Philanthropedia
- Founded: 2008; 18 years ago
- Founder: Erik Bengtsson, Howard Bornstein, Chris Herndon, Deyan Vitanov
- Type: Non-profit Organization
- Location(s): San Mateo, CA & Washington, D.C.;
- Origins: San Mateo, CA
- Region served: United States
- Key people: Erinn Andrews
- Website: http://myphilanthropedia.org

= Philanthropedia =

Philanthropedia, a division of GuideStar, was a crowdsourcing resource which provides information about high-impact nonprofit organizations. The site featured reviews from experts who are interviewed and surveyed. The site also featured rankings based on a combination of in-depth surveys and conversations with experts, including academics, funders, grant makers, policy makers and consultants.

== History ==

Philanthropedia was incubated at the Stanford Graduate School of Business starting in 2008 with the assistance of the Hewlett Foundation. Initially, the start-up was called Nonprofit Knowledge Network (or NKN). In 2008, NKN launched its first cause, recommending 8 top nonprofits working in the field of education at the national level.

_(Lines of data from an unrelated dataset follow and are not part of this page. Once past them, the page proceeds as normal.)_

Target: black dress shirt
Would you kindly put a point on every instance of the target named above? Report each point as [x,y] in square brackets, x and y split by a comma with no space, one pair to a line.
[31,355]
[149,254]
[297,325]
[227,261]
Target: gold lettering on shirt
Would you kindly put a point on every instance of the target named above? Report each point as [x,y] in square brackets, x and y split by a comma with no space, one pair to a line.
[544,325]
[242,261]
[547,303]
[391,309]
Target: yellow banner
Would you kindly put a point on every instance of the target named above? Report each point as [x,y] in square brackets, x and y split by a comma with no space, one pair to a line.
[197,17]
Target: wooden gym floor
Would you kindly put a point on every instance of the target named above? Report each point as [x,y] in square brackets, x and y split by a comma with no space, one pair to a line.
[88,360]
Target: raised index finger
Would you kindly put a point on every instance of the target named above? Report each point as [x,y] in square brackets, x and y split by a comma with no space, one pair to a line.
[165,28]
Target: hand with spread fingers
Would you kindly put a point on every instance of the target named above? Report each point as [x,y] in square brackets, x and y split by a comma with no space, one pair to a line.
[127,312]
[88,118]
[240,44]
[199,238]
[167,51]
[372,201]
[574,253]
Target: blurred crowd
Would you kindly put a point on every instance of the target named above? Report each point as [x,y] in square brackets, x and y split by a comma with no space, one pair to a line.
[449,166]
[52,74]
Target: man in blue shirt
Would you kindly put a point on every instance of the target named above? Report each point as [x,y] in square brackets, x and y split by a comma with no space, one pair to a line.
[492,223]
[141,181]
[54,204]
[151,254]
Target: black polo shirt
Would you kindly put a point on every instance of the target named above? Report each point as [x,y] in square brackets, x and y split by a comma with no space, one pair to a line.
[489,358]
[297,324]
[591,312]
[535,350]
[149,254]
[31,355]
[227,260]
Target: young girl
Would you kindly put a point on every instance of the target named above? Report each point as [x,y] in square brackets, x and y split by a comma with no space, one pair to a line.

In 2009, NKN officially incorporated as an organization, rebranded as Philanthropedia, under the leadership of Deyan Vitanov as CEO and Erinn Andrews as COO. Also in 2009, Philanthropedia released rounds of research on education, climate change, Bay Area homelessness and international microfinance.

In 2011, Philanthropedia was acquired by GuideStar and continues to run its core research now as a division of GuideStar.

Philanthropedia's methods of ranking nonprofits based on crowdsourced information was criticized by some experts in the field of WASH (water, sanitation and hygiene), including Marla Smith-Nilson, one of the founders of Water.org.

As of 2022, Philanthropedia is no longer hosted.